# citrus herb tilapia



## jerkyaddict (Feb 16, 2008)

easy fish here thin fillets i started with just over 1lb of fish...only smokin for two here , well more like2 and a1/2 cause pup will eat certain fishes 
my basic brine for this dish is 1/2 cup rice vinegar , 1/8 cup kosher sea salt, juice 1 small lime and save half's to throw in as well....three qt's water cold preferably...and herbage , i cut fresh herbs with scissor's so i measure like poop i'd guess a few tbsp of each of the following , tarragon , chervil , dill , and a few whole sprig's of thyme....and then 4 tbsp of old bay seasoning.....look's like this in the soak..
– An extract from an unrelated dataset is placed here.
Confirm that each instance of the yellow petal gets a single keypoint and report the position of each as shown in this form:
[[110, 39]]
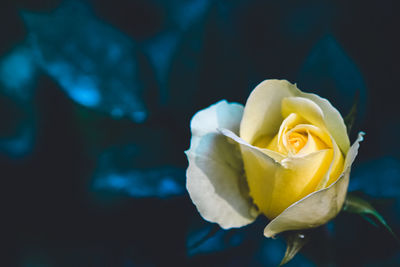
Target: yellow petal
[[333, 121], [262, 113], [215, 179], [274, 186], [304, 107], [318, 207]]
i gave it a few hour's to absorb the flave's and the vinegar you'd think made it sour......but no !!! it help's kick the lime in better.


----------



## jerkyaddict (Feb 16, 2008)

after the soak a towel dry and a super light coat of grapeseed oil.....then i sived the herb's from the soak to replant along with 1 zested lemon remember both sides count...looked like this before the in time...


----------



## jerkyaddict (Feb 16, 2008)

i did a few skewer's of shrimp and pineapple too , but do i post with or on other thread ???? anywho i'ma vert smoker for now sow my rack water was made the same as the brine.....but without the salt...i guess the next step would be to show the sweet and spicey smoked scrimp's right ??
simple no brine shrimp......washed dried . thinned 1/8 cup honey with 1/8 cup rose wine.....to make sticky , then dusted with mccormick grill mates sea food rub.....with pineapple chunk's between to seperate the meat...


----------



## jerkyaddict (Feb 16, 2008)

all ready to go in the box.......i have no fruit wood's on hand so i did one chunk hickory , and one chunck mesquite to start.......first cook on modded coal plate......i was scared a lil.......but after a lil over an hour at aroundish 225-240 temp we got some sweet and spicey grub's on

and the scrimp's

so i got two thumb's and one paw up...tasty din-din's woohooo


----------



## jerkyaddict (Feb 16, 2008)

sorry guy's and gal's i have not mastered the short version of the qview as of yet so it's a long read...


----------



## pitrow (Feb 16, 2008)

Dang... that's makin me hungry!!! Good Q-vue!


----------



## jerkyaddict (Feb 16, 2008)

thank's pit like i said i was a tad skiddish about the new mod , but it all worked out......thanking the smoke god's for a modding accomplished....


----------



## cowgirl (Feb 16, 2008)

jerkyaddict, that looks awesome!
Thanks for the great Qview.


----------



## jerkyaddict (Feb 16, 2008)

thank's cowgirl wish i had some to share cause this has been the best non land meat dinner come from the modded brink yet !!!!! i wanna stay up all night and make something else........damn the day job . lol


----------



## jerkyaddict (Feb 16, 2008)

thank's tex............it's nice to be accepted with so many cook's on hand....


----------



## cowgirl (Feb 16, 2008)

I've got the shrimp and tilapia in my freezer, when the weather warms up a bit I'm gonna give this a try.
I'm fond of non land meat dinners too.


----------



## richoso1 (Feb 16, 2008)

Good smoke my friend. Tilapia is one of my favorite fish, it has a delicate and light texture to it. Thanks for the Q View.


----------



## jerkyaddict (Feb 16, 2008)

just sooo happy to share rich......i have picked up alot of tip's from here , and plan to give as much as i know back !!!!!


----------



## crockadale (Feb 19, 2008)

Tilapia is on sale right now at Wally World and I don't care what shrimp cost, I'll be doing this meal this week. Nice job jerkyaddict.


----------



## packplantpath (Feb 19, 2008)

Looks great man.  May have to try that one, though it seems a waste to light the charcoal for just a short smoke.


----------



## striding man (Feb 20, 2008)

Way to go, jerkyaddict.
	

	
	
		
		



		
		
	


	





  That looks yummmmmmy!!


----------



## bustedluckbarbq (Feb 20, 2008)

Good lookin' smoke!! Talapia is a great dinner!! Great lookin' job!!


----------



## allen (Feb 20, 2008)

Hey Jerkyaddict, Excellent QVues, I love fish and shrimp, if u don't mind I'd like to use them?


----------